Opened 13 years ago

Closed 12 years ago

Last modified 11 years ago

#16649 closed Cleanup/optimization (fixed)

Models.save() refactoring: check updated rows to determine action

Reported by: Anssi Kääriäinen Owned by: nobody
Component: Database layer (models, ORM) Version: 1.3
Severity: Normal Keywords:
Cc: anssi.kaariainen@…, marti@… Triage Stage: Ready for checkin
Has patch: yes Needs documentation: no
Needs tests: no Patch needs improvement: no
Easy pickings: no UI/UX: no

Description

The attached patch implements a new logic for models.save(). Instead of the old

SELECT
if found:
    UPDATE
else:
    INSERT

The patch uses
UPDATE
if rows modified:
    DONE
else:
    INSERT

The logic is naturally more complex when tacking in account force_update, force_insert and all the corner cases.

As a teaser: load 1000 objects from db, update field, save. Almost 50% faster now. (Remember to run in one transaction).

The gain is that when the save() results in an update, there is no need for an extra select. In my somewhat limited tests, with PostgreSQL and 10000 saves of a simple model in single transaction the result was almost 50% speed up. The speedup is similar when using SQLite3.

For the insert case, when there is no PK value for the model, there is no effect. The result is an insert as always.

For the insert case where there is a PK value defined, and there is no matching pk value in the DB, the idea results in a speed loss. The reason is that when doing the UPDATE which doesn't update anything, the data must be transferred to the db. The speed loss is very small for models which have not too many / wide fields, and according to my quick testing, it is somewhere from 10 to 20% with very wide (100000 chars) models. This is localhost setup, so if there is a slow (as in throughput) network involved, I would imagine this would result in pretty much exactly 50% speed loss. There is patch attached to this ticket mitigating this ticket. In the end of this post there is an explanation how to mitigate this problem.

There is one big catch: It is currently very well documented that Django does a select and then based on that an update or an insert. I can't see changing that could break applications (famous last words) so this is just a documentation issue. The other downside is that this makes save_base more complicated. Especially the patch no2, we are sometimes selecting and sometimes updating as first action, and it is not easy to guess the path taken.

The speedtests I did are basically different ways of saving models with pk set and not set. I will post some benchmarks if this is not thrown out on backwards compatibility / complexity claims. I don't have any benchmarks worth posting at the moment.

All tests passed using SQLite3, running PostgreSQL tests currently. No new tests added. Needs documentation, but I might not be the best person to do that. MultiDB testing would be welcome. I hope to get some feedback. Negative or positive...


To work around the unnecessary data transfer problem, I used the model._state.adding variable. The idea is simple. If we are adding (the model did not come from the db) and there is a pk value, we don't expect there to be any data matching for our primary key. So we use the old select check in this case to avoid the potential network traffic. Based on the select, set force_insert or force_update to get the desired action. This mimics exactly what was done before, expect for error messages in obscure cases. Those can be fixed, too.

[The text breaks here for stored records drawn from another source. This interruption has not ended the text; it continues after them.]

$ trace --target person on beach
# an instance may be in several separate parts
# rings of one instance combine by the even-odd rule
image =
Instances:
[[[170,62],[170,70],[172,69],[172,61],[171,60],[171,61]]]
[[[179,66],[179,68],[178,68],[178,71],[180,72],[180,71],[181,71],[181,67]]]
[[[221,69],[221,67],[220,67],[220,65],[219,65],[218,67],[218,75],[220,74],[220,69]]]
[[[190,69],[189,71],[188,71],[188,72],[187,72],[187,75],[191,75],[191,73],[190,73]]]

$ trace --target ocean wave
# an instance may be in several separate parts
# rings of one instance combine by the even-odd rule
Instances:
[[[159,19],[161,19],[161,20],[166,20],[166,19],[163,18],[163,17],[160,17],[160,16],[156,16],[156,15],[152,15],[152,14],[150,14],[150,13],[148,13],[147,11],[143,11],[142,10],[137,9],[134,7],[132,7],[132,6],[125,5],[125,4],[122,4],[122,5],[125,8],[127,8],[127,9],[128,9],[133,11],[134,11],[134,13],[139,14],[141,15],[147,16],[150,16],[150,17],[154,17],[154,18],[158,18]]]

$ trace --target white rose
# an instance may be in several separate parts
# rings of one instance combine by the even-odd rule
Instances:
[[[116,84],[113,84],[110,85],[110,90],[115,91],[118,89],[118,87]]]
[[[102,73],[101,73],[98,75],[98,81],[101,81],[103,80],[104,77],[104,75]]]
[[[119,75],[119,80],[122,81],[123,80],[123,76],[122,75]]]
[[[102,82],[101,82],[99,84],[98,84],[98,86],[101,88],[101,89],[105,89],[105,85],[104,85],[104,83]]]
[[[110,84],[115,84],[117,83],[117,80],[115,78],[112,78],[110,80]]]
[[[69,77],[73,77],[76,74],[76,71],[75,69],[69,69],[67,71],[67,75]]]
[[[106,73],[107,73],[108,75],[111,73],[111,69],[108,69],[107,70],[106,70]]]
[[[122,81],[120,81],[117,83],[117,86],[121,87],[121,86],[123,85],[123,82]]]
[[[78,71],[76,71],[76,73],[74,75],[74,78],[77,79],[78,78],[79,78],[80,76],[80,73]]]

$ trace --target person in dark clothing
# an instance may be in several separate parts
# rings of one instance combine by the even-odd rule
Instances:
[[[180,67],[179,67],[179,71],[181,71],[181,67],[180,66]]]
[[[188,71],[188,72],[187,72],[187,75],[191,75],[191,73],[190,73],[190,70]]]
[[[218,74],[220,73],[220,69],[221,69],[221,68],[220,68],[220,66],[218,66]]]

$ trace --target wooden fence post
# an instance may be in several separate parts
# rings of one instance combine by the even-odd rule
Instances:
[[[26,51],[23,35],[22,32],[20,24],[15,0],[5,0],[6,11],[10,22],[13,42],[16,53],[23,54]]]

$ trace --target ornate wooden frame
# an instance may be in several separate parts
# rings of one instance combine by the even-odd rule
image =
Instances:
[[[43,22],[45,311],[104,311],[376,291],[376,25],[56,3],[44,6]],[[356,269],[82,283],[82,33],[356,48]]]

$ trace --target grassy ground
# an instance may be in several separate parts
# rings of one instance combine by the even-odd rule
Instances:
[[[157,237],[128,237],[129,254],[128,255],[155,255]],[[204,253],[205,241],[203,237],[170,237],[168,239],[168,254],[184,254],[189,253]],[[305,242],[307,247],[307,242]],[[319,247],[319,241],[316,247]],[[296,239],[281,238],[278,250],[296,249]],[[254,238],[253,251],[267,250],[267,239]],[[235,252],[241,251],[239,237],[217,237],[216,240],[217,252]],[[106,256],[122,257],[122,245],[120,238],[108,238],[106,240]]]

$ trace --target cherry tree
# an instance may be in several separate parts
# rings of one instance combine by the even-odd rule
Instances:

When the _state.adding is False (the model did come from the db) we expect the save() to result in an update. So we use the above described method.

There is still one situation where that guess can fail. Multidb. Save the model first in master db, then in slave dbs. The pk is set and adding=False, but we are still adding in reality. For this there is a check for self._state.db <> using. I would except that in these situations people would use force_insert=True, but I am no multidb person so not sure about that.

I did a third small optimization. The idea is again simple. When saving a inheriting model, the parents are saved first (there is no change here). If the parent was inserted, we know this model must also be inserted. It is not possible for a model to exist without it's parent. This way we don't need to do any checking, we can force_insert. For update the same doesn't work: it is possible that the parent exists already, and we are "extending" it at the moment, saving a new model. This optimization can result also in almost 50% speedup in the best case, although the cases are more rare. I don't know any downsides to this optimization.

There are three patches. The first is the base idea, the second is the _state.adding trick and the third is the parent inheritance thingy. These must be applied in order.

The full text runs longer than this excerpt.